Republican Senators Line Up to Back Trump on Court Fight
Senator Lindsey Graham, the Judiciary Committee chairman, says Republicans have the votes to confirm the president’s choice before the Nov. 3 election, though it will still be a challenge.
WASHINGTON — President Trump appeared to secure enough support on Monday to fill the Supreme Court seat left open by the death of Justice Ruth Bader Ginsburg without waiting for voters to decide whether to grant him a second term in what would be the fastest contested confirmation in modern history.
As Mr. Trump promised to announce his choice for the seat by Friday or “probably Saturday,” after memorial services for Justice Ginsburg, several key Senate Republicans threw their support behind a campaign-season dash to replace the liberal jurist by the election on Nov. 3 with a conservative who would shift the court’s ideological center to the right for years to come.

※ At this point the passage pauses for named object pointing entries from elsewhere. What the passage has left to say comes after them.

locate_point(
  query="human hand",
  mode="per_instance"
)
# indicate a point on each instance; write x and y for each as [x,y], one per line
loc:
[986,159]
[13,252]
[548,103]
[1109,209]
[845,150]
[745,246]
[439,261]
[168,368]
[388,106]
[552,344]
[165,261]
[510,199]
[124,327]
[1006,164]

“We’ve got the votes to confirm Justice Ginsburg’s replacement before the election,” Senator Lindsey Graham of South Carolina, the Republican chairman of the Senate Judiciary Committee and a close Trump ally, said Monday night on Fox News. “We’re going to move forward in the committee; we’re going to report the nomination out of the committee to the floor of the United States Senate so we can vote before the election.”
Such a timetable would leave only 38 days for the Senate to act and, as a practical matter, even less time because it is highly unlikely that Republicans would want to vote in the last few days before an election in which several of them face serious threats. Some senior Republican senators were still expressing caution about such an accelerated timetable even with the votes seemingly in hand, and Senator Mitch McConnell of Kentucky, the Republican leader, has not publicly committed to a pre-election vote.